Qui, 15 de Setembro de 2022 11:53

Ponto eletrônico, 30 horas semanais, assédio moral e precarização do serviço público foram temas debatidos no Seminário do Sindtifes-PA realizado no auditório do bloco de salas de aula da UFRA e por meio remoto na manhã de terça (13/09). Após o café da manhã partilhado com as servidoras e os servidores presentes, foi formada a mesa composta por Moacir Miranda e Isaías Ferreira, diretores da seção sindical da UFRA, Felipe Melo, diretor de comunicação do sindicato, e Roberta Dantas, assessora jurídica do Sindtifes-PA.

A advogada apresentou que a implementação do ponto eletrônico como modo de controle de assiduidade e frequência é uma opção da Reitoria, não uma obrigatoriedade legal imposta pela lei.

“Quando o Poder Executivo orienta as universidades e adotarem um outro modelo de gestão, e as gestões das universidades, que têm independência administrativa e financeira garantidas por lei obedecem, então fica difícil judicializar, porque o primeiro direito ferido é do Reitor (a), que tem autonomia para implementar um outro modelo”, argumentou Roberta, a respeito do ponto eletrônico, da jornada de trabalho e outras medidas impostas pelos governos interferindo na autonomia constitucional das universidades.

Felipe Melo ressaltou que ao longo da história as leis foram modificadas conforme as tenções causadas pela luta de classes pendem para um lado e outro. “Se hoje não há uma lei que prevê 12h diárias de trabalho, é porque os trabalhadores se uniram e conquistaram uma legislação diferente; dessa forma, explicamos que no quesito legal, as 30 horas semanais são regulamentadas, uma conquista e podem ser aplicadas na universidade”, pontuou.

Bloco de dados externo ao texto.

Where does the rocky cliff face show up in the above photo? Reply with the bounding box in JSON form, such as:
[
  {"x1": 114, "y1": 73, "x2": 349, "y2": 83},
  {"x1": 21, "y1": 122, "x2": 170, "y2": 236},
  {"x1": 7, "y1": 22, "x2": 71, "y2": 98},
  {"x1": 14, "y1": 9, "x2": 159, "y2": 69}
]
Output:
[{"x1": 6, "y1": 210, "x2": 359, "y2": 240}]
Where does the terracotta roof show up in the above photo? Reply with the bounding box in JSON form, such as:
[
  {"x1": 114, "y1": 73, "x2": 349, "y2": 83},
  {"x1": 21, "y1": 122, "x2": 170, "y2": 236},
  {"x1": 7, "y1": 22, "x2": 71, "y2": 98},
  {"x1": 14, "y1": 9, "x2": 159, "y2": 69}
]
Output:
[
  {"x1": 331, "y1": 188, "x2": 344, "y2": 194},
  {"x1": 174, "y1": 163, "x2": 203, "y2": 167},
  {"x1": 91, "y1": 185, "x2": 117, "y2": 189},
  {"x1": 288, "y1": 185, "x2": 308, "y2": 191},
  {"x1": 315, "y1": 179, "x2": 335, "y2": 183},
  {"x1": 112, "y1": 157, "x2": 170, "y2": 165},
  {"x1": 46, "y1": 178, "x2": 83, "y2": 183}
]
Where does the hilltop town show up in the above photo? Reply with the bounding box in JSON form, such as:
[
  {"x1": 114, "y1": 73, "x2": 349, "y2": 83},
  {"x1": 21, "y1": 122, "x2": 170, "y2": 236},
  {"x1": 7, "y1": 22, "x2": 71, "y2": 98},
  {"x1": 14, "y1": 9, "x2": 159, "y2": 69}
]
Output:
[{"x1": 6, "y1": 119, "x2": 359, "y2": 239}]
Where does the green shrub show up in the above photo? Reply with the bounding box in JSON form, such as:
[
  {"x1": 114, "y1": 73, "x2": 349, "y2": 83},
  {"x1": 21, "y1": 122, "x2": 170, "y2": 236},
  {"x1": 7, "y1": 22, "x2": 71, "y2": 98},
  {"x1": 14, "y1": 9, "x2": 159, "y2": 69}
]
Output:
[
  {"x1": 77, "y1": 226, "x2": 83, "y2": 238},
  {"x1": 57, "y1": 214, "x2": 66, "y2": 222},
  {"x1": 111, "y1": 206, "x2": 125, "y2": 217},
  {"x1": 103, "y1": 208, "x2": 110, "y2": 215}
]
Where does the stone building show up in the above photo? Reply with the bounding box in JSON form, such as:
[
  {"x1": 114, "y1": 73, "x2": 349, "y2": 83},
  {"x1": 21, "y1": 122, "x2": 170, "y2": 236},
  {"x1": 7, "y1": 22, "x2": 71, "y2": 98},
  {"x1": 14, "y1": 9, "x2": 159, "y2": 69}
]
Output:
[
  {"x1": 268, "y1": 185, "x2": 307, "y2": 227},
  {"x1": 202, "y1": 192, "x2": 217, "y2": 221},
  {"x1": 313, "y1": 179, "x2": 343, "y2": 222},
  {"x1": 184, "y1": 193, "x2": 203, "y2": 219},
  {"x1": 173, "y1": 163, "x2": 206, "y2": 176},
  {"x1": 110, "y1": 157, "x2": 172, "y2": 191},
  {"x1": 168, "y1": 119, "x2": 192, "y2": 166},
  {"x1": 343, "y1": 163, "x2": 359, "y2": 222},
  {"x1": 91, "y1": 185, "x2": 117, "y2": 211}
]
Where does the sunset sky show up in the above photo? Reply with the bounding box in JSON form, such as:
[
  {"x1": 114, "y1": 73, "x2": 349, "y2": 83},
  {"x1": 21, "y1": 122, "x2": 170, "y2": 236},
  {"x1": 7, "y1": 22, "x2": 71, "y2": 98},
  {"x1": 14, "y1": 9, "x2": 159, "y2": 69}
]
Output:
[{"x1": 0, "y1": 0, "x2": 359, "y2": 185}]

Os decretos  1590/95 e 4838/03, a lei 8112/91 e a Constituição garantem que as 30 horas são legais e, na visão política e jurídica do Sindtifes-PA, podem ser aplicadas para toda a categoria nas universidades, pois nossas instituições funcionam mais de 12 horas diariamente.

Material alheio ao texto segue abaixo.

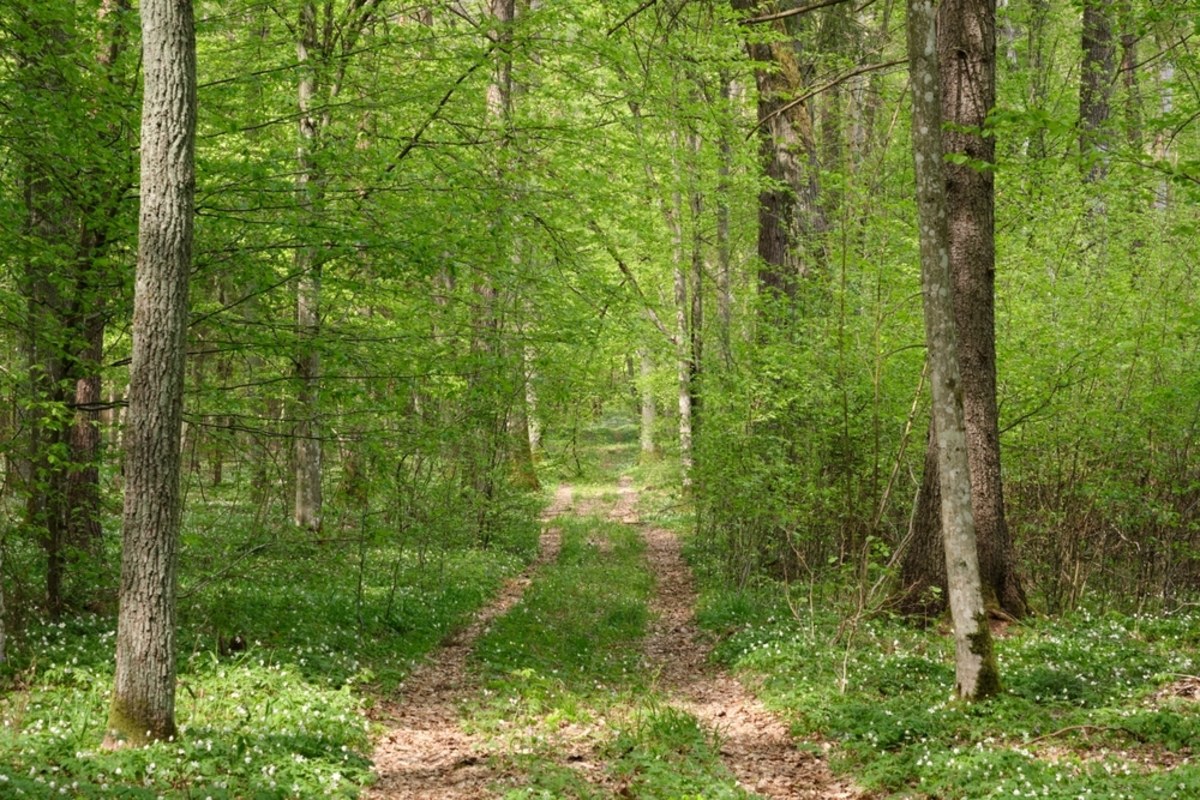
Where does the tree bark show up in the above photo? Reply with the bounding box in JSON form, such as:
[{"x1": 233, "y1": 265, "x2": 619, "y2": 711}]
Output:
[
  {"x1": 907, "y1": 0, "x2": 1000, "y2": 699},
  {"x1": 901, "y1": 0, "x2": 1028, "y2": 618},
  {"x1": 106, "y1": 0, "x2": 196, "y2": 747},
  {"x1": 734, "y1": 0, "x2": 828, "y2": 315},
  {"x1": 1079, "y1": 0, "x2": 1116, "y2": 184},
  {"x1": 292, "y1": 0, "x2": 324, "y2": 531}
]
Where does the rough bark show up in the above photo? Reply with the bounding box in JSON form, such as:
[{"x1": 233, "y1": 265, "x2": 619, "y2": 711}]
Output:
[
  {"x1": 667, "y1": 179, "x2": 692, "y2": 492},
  {"x1": 1079, "y1": 0, "x2": 1116, "y2": 184},
  {"x1": 907, "y1": 0, "x2": 1000, "y2": 699},
  {"x1": 901, "y1": 0, "x2": 1028, "y2": 618},
  {"x1": 292, "y1": 0, "x2": 324, "y2": 531},
  {"x1": 734, "y1": 0, "x2": 828, "y2": 311},
  {"x1": 106, "y1": 0, "x2": 196, "y2": 746}
]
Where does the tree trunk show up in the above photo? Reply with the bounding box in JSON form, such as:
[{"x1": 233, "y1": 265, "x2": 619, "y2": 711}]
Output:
[
  {"x1": 637, "y1": 347, "x2": 659, "y2": 464},
  {"x1": 106, "y1": 0, "x2": 196, "y2": 747},
  {"x1": 734, "y1": 0, "x2": 828, "y2": 309},
  {"x1": 907, "y1": 0, "x2": 1000, "y2": 699},
  {"x1": 292, "y1": 0, "x2": 324, "y2": 531},
  {"x1": 1079, "y1": 0, "x2": 1116, "y2": 184},
  {"x1": 901, "y1": 0, "x2": 1028, "y2": 618}
]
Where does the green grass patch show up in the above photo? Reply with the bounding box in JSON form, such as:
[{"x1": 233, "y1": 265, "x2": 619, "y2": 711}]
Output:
[
  {"x1": 608, "y1": 704, "x2": 755, "y2": 800},
  {"x1": 474, "y1": 517, "x2": 654, "y2": 694},
  {"x1": 467, "y1": 517, "x2": 750, "y2": 800},
  {"x1": 690, "y1": 547, "x2": 1200, "y2": 799},
  {"x1": 0, "y1": 484, "x2": 538, "y2": 800}
]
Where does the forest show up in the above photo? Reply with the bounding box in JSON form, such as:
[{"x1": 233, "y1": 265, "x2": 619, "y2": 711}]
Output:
[{"x1": 0, "y1": 0, "x2": 1200, "y2": 800}]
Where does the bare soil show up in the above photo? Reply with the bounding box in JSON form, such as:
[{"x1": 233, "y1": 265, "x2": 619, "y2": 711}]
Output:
[
  {"x1": 618, "y1": 479, "x2": 862, "y2": 800},
  {"x1": 366, "y1": 486, "x2": 572, "y2": 800},
  {"x1": 366, "y1": 477, "x2": 863, "y2": 800}
]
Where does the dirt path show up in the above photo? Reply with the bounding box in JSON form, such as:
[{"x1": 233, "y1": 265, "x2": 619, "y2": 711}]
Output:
[
  {"x1": 365, "y1": 486, "x2": 572, "y2": 800},
  {"x1": 365, "y1": 476, "x2": 862, "y2": 800},
  {"x1": 611, "y1": 477, "x2": 860, "y2": 800}
]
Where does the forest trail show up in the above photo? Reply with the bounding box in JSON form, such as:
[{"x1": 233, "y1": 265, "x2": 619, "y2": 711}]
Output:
[
  {"x1": 365, "y1": 485, "x2": 574, "y2": 800},
  {"x1": 628, "y1": 477, "x2": 859, "y2": 800},
  {"x1": 366, "y1": 476, "x2": 862, "y2": 800}
]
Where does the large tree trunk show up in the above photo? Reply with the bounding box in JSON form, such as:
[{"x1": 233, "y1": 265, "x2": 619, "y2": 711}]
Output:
[
  {"x1": 736, "y1": 0, "x2": 828, "y2": 303},
  {"x1": 106, "y1": 0, "x2": 196, "y2": 747},
  {"x1": 901, "y1": 0, "x2": 1028, "y2": 616},
  {"x1": 908, "y1": 0, "x2": 1000, "y2": 699}
]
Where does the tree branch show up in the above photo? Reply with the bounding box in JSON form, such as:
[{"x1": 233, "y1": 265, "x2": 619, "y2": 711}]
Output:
[
  {"x1": 746, "y1": 59, "x2": 908, "y2": 139},
  {"x1": 588, "y1": 222, "x2": 679, "y2": 345},
  {"x1": 605, "y1": 0, "x2": 662, "y2": 36},
  {"x1": 738, "y1": 0, "x2": 846, "y2": 25}
]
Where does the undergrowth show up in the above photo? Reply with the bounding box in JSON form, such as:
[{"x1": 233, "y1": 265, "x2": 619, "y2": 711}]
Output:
[
  {"x1": 689, "y1": 534, "x2": 1200, "y2": 800},
  {"x1": 0, "y1": 484, "x2": 536, "y2": 800}
]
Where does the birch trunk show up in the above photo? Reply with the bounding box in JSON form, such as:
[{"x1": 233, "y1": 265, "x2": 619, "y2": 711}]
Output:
[
  {"x1": 106, "y1": 0, "x2": 196, "y2": 747},
  {"x1": 907, "y1": 0, "x2": 1000, "y2": 699}
]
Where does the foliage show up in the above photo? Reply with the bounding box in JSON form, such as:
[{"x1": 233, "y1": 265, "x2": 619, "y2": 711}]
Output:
[
  {"x1": 700, "y1": 563, "x2": 1200, "y2": 798},
  {"x1": 0, "y1": 483, "x2": 533, "y2": 798}
]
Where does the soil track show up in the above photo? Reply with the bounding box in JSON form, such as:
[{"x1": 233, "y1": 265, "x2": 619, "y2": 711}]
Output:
[
  {"x1": 365, "y1": 486, "x2": 574, "y2": 800},
  {"x1": 366, "y1": 477, "x2": 863, "y2": 800}
]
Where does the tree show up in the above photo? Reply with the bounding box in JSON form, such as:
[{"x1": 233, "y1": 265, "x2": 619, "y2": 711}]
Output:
[
  {"x1": 901, "y1": 0, "x2": 1027, "y2": 618},
  {"x1": 106, "y1": 0, "x2": 196, "y2": 747},
  {"x1": 907, "y1": 0, "x2": 1000, "y2": 699},
  {"x1": 734, "y1": 0, "x2": 828, "y2": 302},
  {"x1": 13, "y1": 0, "x2": 133, "y2": 616}
]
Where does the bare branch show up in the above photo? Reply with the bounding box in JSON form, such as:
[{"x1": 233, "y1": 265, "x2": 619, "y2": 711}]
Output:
[{"x1": 746, "y1": 59, "x2": 908, "y2": 139}]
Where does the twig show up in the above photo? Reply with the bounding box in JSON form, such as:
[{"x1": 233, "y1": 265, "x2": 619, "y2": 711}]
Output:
[
  {"x1": 605, "y1": 0, "x2": 662, "y2": 36},
  {"x1": 1025, "y1": 724, "x2": 1123, "y2": 745},
  {"x1": 739, "y1": 0, "x2": 846, "y2": 25}
]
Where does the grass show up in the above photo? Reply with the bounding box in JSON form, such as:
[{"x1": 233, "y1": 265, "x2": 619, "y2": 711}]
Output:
[
  {"x1": 466, "y1": 517, "x2": 750, "y2": 800},
  {"x1": 690, "y1": 527, "x2": 1200, "y2": 800},
  {"x1": 0, "y1": 472, "x2": 538, "y2": 800}
]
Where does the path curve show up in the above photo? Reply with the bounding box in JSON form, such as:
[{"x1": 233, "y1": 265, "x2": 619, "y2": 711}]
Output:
[
  {"x1": 628, "y1": 477, "x2": 863, "y2": 800},
  {"x1": 364, "y1": 485, "x2": 574, "y2": 800}
]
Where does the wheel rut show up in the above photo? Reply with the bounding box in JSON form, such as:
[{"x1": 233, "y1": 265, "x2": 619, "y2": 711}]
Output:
[
  {"x1": 364, "y1": 485, "x2": 574, "y2": 800},
  {"x1": 612, "y1": 477, "x2": 862, "y2": 800}
]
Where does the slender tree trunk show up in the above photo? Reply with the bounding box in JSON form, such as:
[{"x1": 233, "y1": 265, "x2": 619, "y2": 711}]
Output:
[
  {"x1": 292, "y1": 0, "x2": 324, "y2": 531},
  {"x1": 716, "y1": 78, "x2": 734, "y2": 369},
  {"x1": 106, "y1": 0, "x2": 196, "y2": 747},
  {"x1": 1151, "y1": 51, "x2": 1175, "y2": 211},
  {"x1": 637, "y1": 345, "x2": 659, "y2": 464},
  {"x1": 907, "y1": 0, "x2": 1000, "y2": 699},
  {"x1": 667, "y1": 173, "x2": 692, "y2": 492},
  {"x1": 1079, "y1": 0, "x2": 1116, "y2": 184}
]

Segundo o Felipe, precarizar as remunerações e os ambientes de trabalho das servidoras e dos servidores públicos é parte de um projeto nefasto do neoliberalismo, que pretende em última instância privatizar as universidades. “Quando o governo paga 51% do orçamento para amortizar juros da dívida pública – para banqueiros - e deixa a nossa categoria cinco anos sem reajuste, ele na verdade está querendo deixar o serviço público com menos qualidade, e assim fomentar as instituições privadas”.

Combater retrocessos

No momento do debate, Lourdes Feio, servidora aposentada e militante histórica da UFRA, ressaltou a tarefa central é derrotar o atual governo federal nas ruas e nas urnas. “Eu perdi a minha filha para Bolsonaro, pelo atraso em conseguir vacinas, e fico muito emocionada em dizer que nós precisamos fortalecer a nossa luta, porque o projeto desse governo é de destruição de nossos direitos, e a adoção do ponto eletrônico e aumentar a jornada de trabalho são medidas que nós sempre combatemos ao longo da história dessa universidade”, enfatizou, defendendo que a categoria volte a fortalecer a organização sindical, como principal meio de combater não só esse, como qualquer governo que venha a prejudicar a classe trabalhadora.

Servidoras e servidores que participaram do debate do seminário trouxeram diversos exemplos sobre como o ponto eletrônico seria um retrocesso, pois a dinâmica de técnicos (as) em laboratório e em outros setores seria prejudicada com o enrijecimento da burocracia, a exemplo da adoção do ponto eletrônico. Felipe Melo, inclusive, lembrou que na UFPA, por exemplo, diversos institutos e setores da universidade adotam 30 horas semanais e resistem nessa luta há anos, garantindo o pleno desenvolvimento das ações e atendimento à comunidade em turnos de 12 horas ininterruptas, luta essa que seria prejudicada pelo ponto eletrônico.

Entre as reflexões do seminário, uma das mais importantes foi a necessidade de levar essa discussão para os setores de trabalho e organizar a categoria para derrotar a intervenção na universidade e a proposta de ponto eletrônico que tem como política central aumentar a exploração do nosso trabalho e o assédio moral.